Morrigan leaned closer “Hmm. Bronwyn do you know who we are?” She nodded. “Do you know who you are? Good, you look surprised at that question. Can you answer some others for me?” She nodded again, slower this time. What was wrong? “You are Bronwyn of the Earth, a Mage of the Truth?”
That wasn’t right. Why didn’t he know? She shook her head. “No,” she said.
“That sounded like a ‘no’,” said Chester.
“Don’t say anything, Bronwyn. Are you of the Flame?” said Morrigan?
“A Mage of the Truth?”
“A Guardian of the Peace?” said Chester.
“Do you know who the king is?” said Morrigan.
That one puzzled her and it must have shown on her face.
“I think she knows there is no king,” whispered Chester.
“Well her hearing seems fine,” says Morrigan. “And she is improving since our last conversation.
“What last conversation?” she said, but they didn’t understand her.
“Has she eaten?” Morrigan asked the physician.
“Very little. Mostly water since she was brought to this room. Some broth.”
“Are you hungry?” Morrigan asked Bronwyn.
She realised she was. Very hungry. She nodded emphatically.
“Bring her some food, then. A stew if there is one.”
“I’ll stay with her,” Chester said.
Bronwyn didn’t say anything else. There didn’t seem to be much point. The food arrived quickly, stew, bread, an apple and a cup of wine mixed with water. Chester settled the food on the table. He filled the spoon and offered it to Bronwyn while he held the bowl. He was trying to feed her.
She rolled her eyes and took both bowl and spoon and fed herself. Whatever was wrong with her only seemed to bother them when she talked, so she stayed silent and enjoyed the steaming food and let Chester do the talking.
“Do you remember what happened? Yes? The rebellion? The courtyard? Okay, okay, I’m just making sure. You’ve been asleep for the last four days. Oh, that part you don’t remember? Do you remember the whirlwind you made? I hope you do. It was incredible. I don’t know how you did that and how….ok, I’ll move on.
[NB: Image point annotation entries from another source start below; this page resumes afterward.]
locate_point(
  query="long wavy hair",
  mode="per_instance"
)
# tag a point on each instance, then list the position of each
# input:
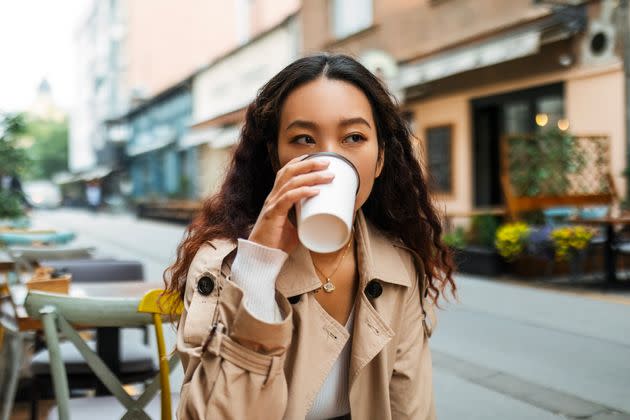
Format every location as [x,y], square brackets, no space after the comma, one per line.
[399,204]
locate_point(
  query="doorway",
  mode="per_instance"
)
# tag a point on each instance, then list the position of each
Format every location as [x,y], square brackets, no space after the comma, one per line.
[510,113]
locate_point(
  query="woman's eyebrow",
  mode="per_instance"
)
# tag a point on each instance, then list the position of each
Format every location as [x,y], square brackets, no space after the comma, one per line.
[352,121]
[302,124]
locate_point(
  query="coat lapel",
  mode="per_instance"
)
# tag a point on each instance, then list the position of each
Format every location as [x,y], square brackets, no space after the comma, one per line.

After Rydan and the Mages fell the reinforcements arrived from the nearby cities just as we feared, but they were on our side. Donovan took charge of Lorin and declared martial law until things could get under control, you know the looting and so on. Many people have returned to the city and the rebuilding work has begun. It’s going to take some time, though.”
“Sallus?” said Bronwyn.
“That sounded like Sallus,” said Chester. Bronwyn nodded. “He is under guard in the cells. Yes, he’s still alive. Once a new government is in place he can be tried for what he did. What government? I don’t know yet. Donovan is helping for now but he doesn’t want to rule. Morrigan says they are putting together a coalition of merchants, nobles and politicians from here and some from the other city-states. And Mages of course. Sallus is gone but it’s not like all the Mages have vanished, is it?”
“Who? Which Mages?” said Bronwyn.
“I understood that! You’re getting better. Ovette is the only one I know. I think she was the first Mage to be invited into the coalition.”
“Oh good,” said Bronwyn. “She seems like she means well.”
“Means well? Yes she does have that reputation, doesn’t she.”